There were two main products of the Burn Lantern Co. era, the “Schultz” Lantern, and the “Burn” Lift Lantern. Although both lanterns were designed by Ernest Schultz. The Burn Lift lantern was the successor to the Burn & Robinson Improved Lift Lantern, also designed by Schultz. The B&R Improved is one of the most popular lanterns in Canada during the 1880s, so naturally a successor with improvements over that model was a logical step for Schultz.
It’s main change was the lantern now didn’t use the glass globe for the structural integrity of the lantern, it more just holds everything in place. On the B&R improved, when a user lifted the lantern, the full weight of the globe was put on two brass clips on the edge of the globe. With this lantern, the weight of the lifting is done by the globe guard.
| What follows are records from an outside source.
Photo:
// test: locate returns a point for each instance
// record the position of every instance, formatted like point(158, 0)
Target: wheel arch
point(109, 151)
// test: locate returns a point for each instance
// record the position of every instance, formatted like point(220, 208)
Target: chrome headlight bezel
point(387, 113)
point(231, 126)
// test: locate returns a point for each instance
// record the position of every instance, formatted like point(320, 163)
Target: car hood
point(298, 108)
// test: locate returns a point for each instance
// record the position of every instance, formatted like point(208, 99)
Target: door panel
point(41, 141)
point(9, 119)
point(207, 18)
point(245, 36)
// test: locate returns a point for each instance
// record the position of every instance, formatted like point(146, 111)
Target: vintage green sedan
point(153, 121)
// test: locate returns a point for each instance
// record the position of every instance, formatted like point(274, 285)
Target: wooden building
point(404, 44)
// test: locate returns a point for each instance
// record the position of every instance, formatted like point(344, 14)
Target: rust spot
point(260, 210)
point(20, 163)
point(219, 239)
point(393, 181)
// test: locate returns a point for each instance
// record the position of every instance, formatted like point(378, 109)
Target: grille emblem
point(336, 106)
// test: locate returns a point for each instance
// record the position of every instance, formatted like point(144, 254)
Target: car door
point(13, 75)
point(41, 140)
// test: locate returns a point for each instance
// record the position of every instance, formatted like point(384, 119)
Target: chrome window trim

Wires straddling the tubes lift up on the guard, bringing the globe with it. This method is a much safer design, for the globe, than the B&R Improved.
On the top of the lantern are 3 patents:
- Febuary 22, 1886. This is for the original “Schultz’s Improved lift lantern that the B&R Improved is made off of.
- April 17, 1886. This is Walter Burns only lantern related patent, at least in Canada. Although it is not supremely relevant to this lantern, it is instead for the globe guard used on the B&R Improved. I’m not sure why this patent is on the lantern, other than to protect their patent rights.
- February 1, 1888. This patent covers the lifting mechanism, globe guard and a few other things, like the safety locking cone found on Schultz lanterns. Reason I date this lantern to 1889 and later is the original version of this lantern was made with the Burn & Robinson style bail connectors, not the wrap around bail seen on the lantern. Ernest Schultz first started using that bail in 1889.